1. **Measure before optimizing** - Profile to find actual bottlenecks
2. **Pre-allocate slices** - Use `make([]T, 0, capacity)` when size is known
3. **Pool frequently allocated objects** - Use `sync.Pool` for buffers
4. **Minimize allocations in hot paths** - Reuse objects, avoid interfaces
5. **Right-size channels** - Buffer to reduce blocking without wasting memory
6. **Avoid premature optimization** - Clarity first, optimize measured problems
7. **Use value receivers for small structs** - Avoid pointer indirection
8. **Order struct fields by size** - Largest to smallest reduces padding

Overview

This skill teaches practical Go performance optimization techniques: profiling with pprof, reducing allocations, concurrency patterns, escape analysis, and data-structure tuning. It focuses on measurable improvements for hot paths and production workloads.
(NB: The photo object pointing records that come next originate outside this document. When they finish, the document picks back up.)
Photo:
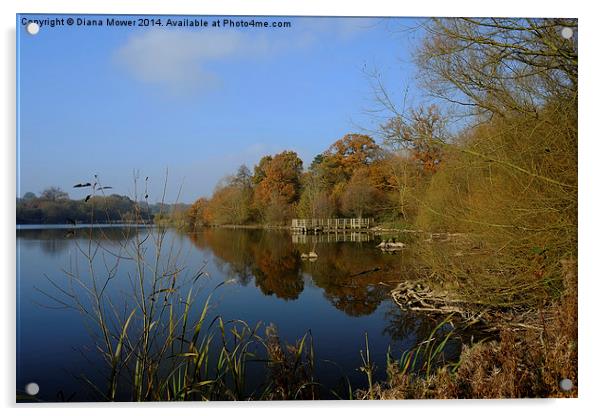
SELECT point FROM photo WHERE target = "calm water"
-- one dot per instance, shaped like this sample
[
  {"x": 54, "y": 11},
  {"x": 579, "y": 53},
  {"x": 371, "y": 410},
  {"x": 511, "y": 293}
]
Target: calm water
[{"x": 265, "y": 279}]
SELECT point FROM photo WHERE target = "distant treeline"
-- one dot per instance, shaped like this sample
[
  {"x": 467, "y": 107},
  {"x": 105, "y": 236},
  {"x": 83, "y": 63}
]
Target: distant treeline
[{"x": 53, "y": 206}]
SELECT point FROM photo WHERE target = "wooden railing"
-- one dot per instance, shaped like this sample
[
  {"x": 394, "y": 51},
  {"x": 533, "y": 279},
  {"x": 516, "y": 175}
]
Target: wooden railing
[{"x": 331, "y": 224}]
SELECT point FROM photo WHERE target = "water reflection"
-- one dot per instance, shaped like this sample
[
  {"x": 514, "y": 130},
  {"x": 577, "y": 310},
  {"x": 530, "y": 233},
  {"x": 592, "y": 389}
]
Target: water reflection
[
  {"x": 340, "y": 296},
  {"x": 55, "y": 241},
  {"x": 355, "y": 277}
]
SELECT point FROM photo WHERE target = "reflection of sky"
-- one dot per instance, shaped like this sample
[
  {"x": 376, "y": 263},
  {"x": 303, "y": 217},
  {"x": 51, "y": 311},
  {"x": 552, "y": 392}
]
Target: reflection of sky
[
  {"x": 51, "y": 340},
  {"x": 106, "y": 101}
]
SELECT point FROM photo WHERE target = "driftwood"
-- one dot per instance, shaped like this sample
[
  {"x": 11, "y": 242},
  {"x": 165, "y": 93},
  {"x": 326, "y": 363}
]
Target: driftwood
[{"x": 417, "y": 296}]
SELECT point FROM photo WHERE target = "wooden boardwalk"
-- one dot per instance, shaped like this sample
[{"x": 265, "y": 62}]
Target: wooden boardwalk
[
  {"x": 329, "y": 225},
  {"x": 333, "y": 237}
]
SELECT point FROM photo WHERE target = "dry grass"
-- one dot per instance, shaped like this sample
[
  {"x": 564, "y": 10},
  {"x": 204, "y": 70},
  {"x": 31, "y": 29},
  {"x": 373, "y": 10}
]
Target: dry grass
[{"x": 522, "y": 363}]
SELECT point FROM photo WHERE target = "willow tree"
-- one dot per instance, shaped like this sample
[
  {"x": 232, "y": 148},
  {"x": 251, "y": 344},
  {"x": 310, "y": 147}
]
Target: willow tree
[{"x": 507, "y": 148}]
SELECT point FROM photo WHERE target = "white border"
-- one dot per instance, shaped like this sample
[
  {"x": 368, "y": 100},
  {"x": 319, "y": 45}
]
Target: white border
[{"x": 590, "y": 151}]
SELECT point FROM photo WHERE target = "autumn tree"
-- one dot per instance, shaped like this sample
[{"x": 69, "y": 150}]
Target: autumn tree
[
  {"x": 232, "y": 199},
  {"x": 54, "y": 194},
  {"x": 360, "y": 196},
  {"x": 346, "y": 155},
  {"x": 422, "y": 133},
  {"x": 277, "y": 183},
  {"x": 315, "y": 201},
  {"x": 197, "y": 215}
]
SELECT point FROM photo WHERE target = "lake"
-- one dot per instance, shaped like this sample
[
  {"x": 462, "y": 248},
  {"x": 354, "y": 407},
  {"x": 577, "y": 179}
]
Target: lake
[{"x": 257, "y": 276}]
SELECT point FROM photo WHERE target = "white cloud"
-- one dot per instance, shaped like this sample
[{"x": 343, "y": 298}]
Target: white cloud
[{"x": 178, "y": 60}]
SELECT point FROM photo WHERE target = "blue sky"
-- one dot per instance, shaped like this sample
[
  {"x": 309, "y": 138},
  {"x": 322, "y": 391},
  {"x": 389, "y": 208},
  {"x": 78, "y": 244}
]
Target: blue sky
[{"x": 196, "y": 101}]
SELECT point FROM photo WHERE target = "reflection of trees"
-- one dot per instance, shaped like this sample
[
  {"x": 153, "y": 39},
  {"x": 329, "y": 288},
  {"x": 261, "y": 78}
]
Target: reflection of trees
[
  {"x": 339, "y": 271},
  {"x": 54, "y": 241},
  {"x": 275, "y": 262},
  {"x": 269, "y": 256}
]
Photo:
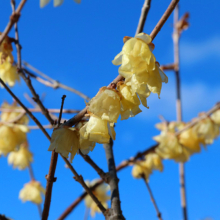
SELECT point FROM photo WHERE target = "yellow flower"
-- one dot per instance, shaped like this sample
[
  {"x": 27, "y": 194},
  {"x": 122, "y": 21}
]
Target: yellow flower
[
  {"x": 106, "y": 104},
  {"x": 96, "y": 130},
  {"x": 129, "y": 103},
  {"x": 139, "y": 169},
  {"x": 8, "y": 73},
  {"x": 153, "y": 162},
  {"x": 64, "y": 140},
  {"x": 12, "y": 115},
  {"x": 55, "y": 2},
  {"x": 170, "y": 148},
  {"x": 139, "y": 67},
  {"x": 32, "y": 192},
  {"x": 21, "y": 158},
  {"x": 10, "y": 138},
  {"x": 101, "y": 193},
  {"x": 206, "y": 131},
  {"x": 216, "y": 117}
]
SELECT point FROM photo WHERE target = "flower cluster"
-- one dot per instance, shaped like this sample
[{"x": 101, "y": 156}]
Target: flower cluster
[
  {"x": 178, "y": 147},
  {"x": 13, "y": 128},
  {"x": 142, "y": 76},
  {"x": 8, "y": 72},
  {"x": 100, "y": 192}
]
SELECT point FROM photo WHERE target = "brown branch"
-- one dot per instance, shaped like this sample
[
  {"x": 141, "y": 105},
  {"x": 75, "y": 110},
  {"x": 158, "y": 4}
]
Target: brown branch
[
  {"x": 139, "y": 155},
  {"x": 50, "y": 177},
  {"x": 13, "y": 19},
  {"x": 153, "y": 34},
  {"x": 100, "y": 172},
  {"x": 152, "y": 198},
  {"x": 51, "y": 82},
  {"x": 69, "y": 111},
  {"x": 179, "y": 108},
  {"x": 163, "y": 19},
  {"x": 144, "y": 13}
]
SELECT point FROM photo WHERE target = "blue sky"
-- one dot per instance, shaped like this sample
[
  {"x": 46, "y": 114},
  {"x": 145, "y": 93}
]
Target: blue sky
[{"x": 75, "y": 44}]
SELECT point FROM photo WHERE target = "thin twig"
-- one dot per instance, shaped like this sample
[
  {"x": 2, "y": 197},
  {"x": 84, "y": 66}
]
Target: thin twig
[
  {"x": 38, "y": 110},
  {"x": 179, "y": 107},
  {"x": 144, "y": 13},
  {"x": 152, "y": 198},
  {"x": 50, "y": 177},
  {"x": 100, "y": 172},
  {"x": 139, "y": 155},
  {"x": 51, "y": 82},
  {"x": 116, "y": 212},
  {"x": 13, "y": 19},
  {"x": 153, "y": 34}
]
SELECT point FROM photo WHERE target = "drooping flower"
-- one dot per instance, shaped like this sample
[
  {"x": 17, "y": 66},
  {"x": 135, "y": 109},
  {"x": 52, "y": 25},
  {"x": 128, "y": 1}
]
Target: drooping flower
[
  {"x": 216, "y": 117},
  {"x": 55, "y": 2},
  {"x": 10, "y": 138},
  {"x": 97, "y": 130},
  {"x": 32, "y": 192},
  {"x": 8, "y": 73},
  {"x": 153, "y": 162},
  {"x": 206, "y": 131},
  {"x": 64, "y": 140},
  {"x": 129, "y": 103},
  {"x": 100, "y": 192},
  {"x": 139, "y": 67},
  {"x": 21, "y": 158},
  {"x": 106, "y": 104}
]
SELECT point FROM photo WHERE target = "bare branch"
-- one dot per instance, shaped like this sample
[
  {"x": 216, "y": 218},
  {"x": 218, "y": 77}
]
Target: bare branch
[
  {"x": 13, "y": 19},
  {"x": 144, "y": 13},
  {"x": 152, "y": 198},
  {"x": 51, "y": 82}
]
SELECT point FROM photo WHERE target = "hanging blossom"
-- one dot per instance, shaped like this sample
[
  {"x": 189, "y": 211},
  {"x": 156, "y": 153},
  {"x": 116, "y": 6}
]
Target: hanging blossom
[
  {"x": 8, "y": 72},
  {"x": 139, "y": 67},
  {"x": 21, "y": 158},
  {"x": 145, "y": 168},
  {"x": 101, "y": 193},
  {"x": 55, "y": 2},
  {"x": 13, "y": 129},
  {"x": 32, "y": 192}
]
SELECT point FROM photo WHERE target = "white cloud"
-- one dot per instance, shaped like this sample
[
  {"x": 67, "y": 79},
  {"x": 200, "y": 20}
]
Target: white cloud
[{"x": 192, "y": 52}]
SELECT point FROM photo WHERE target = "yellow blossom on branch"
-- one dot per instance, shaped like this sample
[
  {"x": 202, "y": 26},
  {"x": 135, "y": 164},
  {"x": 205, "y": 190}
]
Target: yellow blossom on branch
[
  {"x": 100, "y": 192},
  {"x": 21, "y": 158},
  {"x": 32, "y": 192}
]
Use it to find real bottlenecks and apply low-risk optimizations that reduce CPU, memory, and contention costs.

How this skill works

The skill explains how to enable and collect CPU and memory profiles (HTTP pprof endpoints and programmatic profiles) and how to interpret pprof interactive commands. It covers allocation reduction (pre-allocation, sync.Pool, strings.Builder), escape-analysis checks, concurrency patterns (worker pools, buffered channels, sharding, sync.Map) and data-layout changes (struct field ordering, avoiding interface{}). It also shows benchmarking patterns and common pitfalls to avoid in hot loops.

When to use it

  • When CPU or memory profiles show hot functions or high allocation rates
  • When garbage collection or allocation rate impacts latency
  • When implementing or tuning concurrent processing and throughput
  • When escape analysis indicates unexpected heap allocations
  • When comparing implementations with benchmarks to validate changes

Best practices

  • Measure before optimizing: use pprof and benchmarks to target real hotspots
  • Pre-allocate slices and buffers when sizes are known to avoid repeated allocations
  • Use sync.Pool for short-lived, high-frequency objects (buffers, temp structs)
  • Avoid defer in tight loops; prefer explicit unlocks or helper functions
  • Buffer channels appropriately to reduce blocking without overprovisioning memory
  • Prefer concrete types and value receivers for small structs; order struct fields to reduce padding

Example use cases

  • Add /debug/pprof to a service and collect a 30s CPU profile to find top CPU consumers
  • Reduce GC pressure by replacing repeated allocations with a pooled byte buffer for request handling
  • Speed up batch processing by switching to a worker pool with buffered job/result channels
  • Eliminate unexpected heap allocations by running go build -gcflags='-m' and converting escaping returns to value returns
  • Compare old and new implementations with go test -bench and -benchmem to ensure real improvement

FAQ

How do I get meaningful pprof output from a production service?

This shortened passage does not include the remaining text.